Sakari Kannosto’s fantastical and figurative sculptures are inspired by fables, ancient mythologies and Finnish folklore. His part human, part mermaid, part animal, part plant beings refer to the myth that animals can shape shift, traveling between worlds as protectors. Imbued with whimsy and humor, Kannosto’s work is also underscored by a deep environmental consciousness. By reimagining a future where humans unite with nature to create adaptive, survivalist families, he addresses the potentially disastrous environmental consequences brought on by the industrialized world. Kannosto has used many different materials in his career. Now his primary focus is on ceramic sculptures and large-scale installations.

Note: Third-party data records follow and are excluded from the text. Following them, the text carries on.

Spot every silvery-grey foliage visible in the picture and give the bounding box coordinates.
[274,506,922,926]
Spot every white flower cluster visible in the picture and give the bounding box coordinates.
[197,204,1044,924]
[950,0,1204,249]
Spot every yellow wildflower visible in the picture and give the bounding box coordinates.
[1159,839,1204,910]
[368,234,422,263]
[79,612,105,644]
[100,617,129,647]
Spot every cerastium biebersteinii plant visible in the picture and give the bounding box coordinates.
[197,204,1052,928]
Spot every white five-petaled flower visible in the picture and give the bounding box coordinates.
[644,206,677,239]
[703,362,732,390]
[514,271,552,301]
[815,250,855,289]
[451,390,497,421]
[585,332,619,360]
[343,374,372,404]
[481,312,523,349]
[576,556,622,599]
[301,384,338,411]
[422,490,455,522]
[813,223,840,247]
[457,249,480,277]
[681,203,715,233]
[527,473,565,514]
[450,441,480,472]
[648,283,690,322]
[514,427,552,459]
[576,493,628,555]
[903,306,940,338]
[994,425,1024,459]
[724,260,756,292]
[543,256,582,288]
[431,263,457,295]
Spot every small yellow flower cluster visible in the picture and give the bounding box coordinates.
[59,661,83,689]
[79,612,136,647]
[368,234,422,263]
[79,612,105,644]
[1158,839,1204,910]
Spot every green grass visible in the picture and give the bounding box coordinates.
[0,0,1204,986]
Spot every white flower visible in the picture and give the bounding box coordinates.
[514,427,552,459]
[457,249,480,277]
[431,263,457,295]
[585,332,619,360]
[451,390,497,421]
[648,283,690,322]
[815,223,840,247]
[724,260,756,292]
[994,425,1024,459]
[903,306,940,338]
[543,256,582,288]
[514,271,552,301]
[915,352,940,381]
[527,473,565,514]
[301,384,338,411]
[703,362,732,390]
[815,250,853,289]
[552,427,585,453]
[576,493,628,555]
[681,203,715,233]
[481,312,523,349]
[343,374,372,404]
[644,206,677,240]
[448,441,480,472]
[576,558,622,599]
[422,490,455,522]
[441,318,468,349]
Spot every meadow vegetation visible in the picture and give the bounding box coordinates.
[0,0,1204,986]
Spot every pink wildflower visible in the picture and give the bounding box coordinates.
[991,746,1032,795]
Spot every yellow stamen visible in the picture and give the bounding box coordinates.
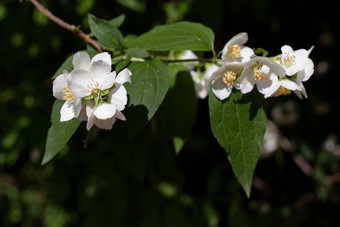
[279,54,295,68]
[62,86,74,104]
[253,65,269,80]
[228,44,241,58]
[275,86,292,96]
[222,69,237,86]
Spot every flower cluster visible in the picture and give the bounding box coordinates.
[53,52,131,130]
[209,33,314,100]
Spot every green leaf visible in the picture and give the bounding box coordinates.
[116,0,145,13]
[88,14,123,49]
[51,49,98,79]
[127,21,214,51]
[209,91,266,197]
[41,99,80,165]
[106,119,151,181]
[124,59,169,136]
[109,14,125,28]
[157,71,198,153]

Visit Sakari Kannosto’s website and Instagram page.
Featured work
Children of the Flood, 2022
Oblivion, 2023
Raiders of the cursed Earth, 2019
From the Stars, 2023
To me, stoneware is a paramount material and medium. Since the beginning of time, people have marked and molded the most important information on clay. According to ancient traditions, clay has functioned as the carrier of wishes and dreams for fertility, harvest, and prey. Ceramics is also a tool for creativity, play, humor, and storytelling. I am interested in clay as a conveyor of strong narrative expression and as a performer of provocative forms. I investigate the possibilities of clay acting as a light- and gravity-challenging medium of expression, instead of its traditional nature as a heavy, earthy material. Combining clay with other materials, such as glass and steel, has the potential to bring out new, airy dimensions in its use.

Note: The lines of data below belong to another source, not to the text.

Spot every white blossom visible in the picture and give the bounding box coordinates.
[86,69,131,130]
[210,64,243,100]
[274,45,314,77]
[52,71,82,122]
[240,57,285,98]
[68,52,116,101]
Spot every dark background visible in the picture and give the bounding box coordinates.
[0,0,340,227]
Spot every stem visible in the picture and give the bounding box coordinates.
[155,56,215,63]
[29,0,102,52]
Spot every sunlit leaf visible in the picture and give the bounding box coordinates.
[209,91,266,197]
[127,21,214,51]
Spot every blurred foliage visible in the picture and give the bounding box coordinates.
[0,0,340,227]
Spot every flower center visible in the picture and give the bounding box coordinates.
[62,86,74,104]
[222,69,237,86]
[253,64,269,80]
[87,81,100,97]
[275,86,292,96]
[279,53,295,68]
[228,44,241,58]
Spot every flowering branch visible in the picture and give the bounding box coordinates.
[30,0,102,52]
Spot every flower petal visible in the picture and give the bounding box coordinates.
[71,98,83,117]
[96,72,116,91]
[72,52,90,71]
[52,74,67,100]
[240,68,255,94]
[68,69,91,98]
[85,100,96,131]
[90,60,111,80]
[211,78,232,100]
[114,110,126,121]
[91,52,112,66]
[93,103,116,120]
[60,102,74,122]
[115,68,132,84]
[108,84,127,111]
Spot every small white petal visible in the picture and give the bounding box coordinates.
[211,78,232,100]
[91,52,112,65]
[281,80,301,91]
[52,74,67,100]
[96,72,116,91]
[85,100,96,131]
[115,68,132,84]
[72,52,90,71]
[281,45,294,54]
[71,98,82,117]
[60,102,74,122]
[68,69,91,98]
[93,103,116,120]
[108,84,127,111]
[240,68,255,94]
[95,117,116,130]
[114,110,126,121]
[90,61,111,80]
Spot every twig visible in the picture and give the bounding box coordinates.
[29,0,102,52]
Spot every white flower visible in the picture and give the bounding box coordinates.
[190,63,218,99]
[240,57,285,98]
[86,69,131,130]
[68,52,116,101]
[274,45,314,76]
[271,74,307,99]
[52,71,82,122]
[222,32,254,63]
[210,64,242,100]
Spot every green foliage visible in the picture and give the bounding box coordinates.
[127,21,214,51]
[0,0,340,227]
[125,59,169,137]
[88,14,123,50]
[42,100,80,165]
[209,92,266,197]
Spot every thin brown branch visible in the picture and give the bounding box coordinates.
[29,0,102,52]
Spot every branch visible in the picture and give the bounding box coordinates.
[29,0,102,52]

I use the coiling technique to build works of all sizes. They are influenced by art history, folk tales, and popular culture. I often combine elements from my everyday life into my art. I strive for a clear and representational language of form that still maintains expressiveness and improvisation with a rugged appearance. I move in a wide range of subjects in my works and try to find something new and significant for myself with every new topic. I hope that my works and hand print will still remain recognizable through different exhibitions and changes in subject matter, methods, glazes, and materials.
I often let intuition guide my work. I start molding and let my feeling and the clay lead the way. Sometimes, the most imaginative relationships, shapes, and entities emerge that I couldn’t have seen at the beginning.
Environmental themes and our challenge as humanity to find sustainable development in our everyday lives have been significant elements of my storytelling recently. I want to combine several different levels of meaning with my sculptures, and I strive to find a new kind of narrative created in the field of ceramic art.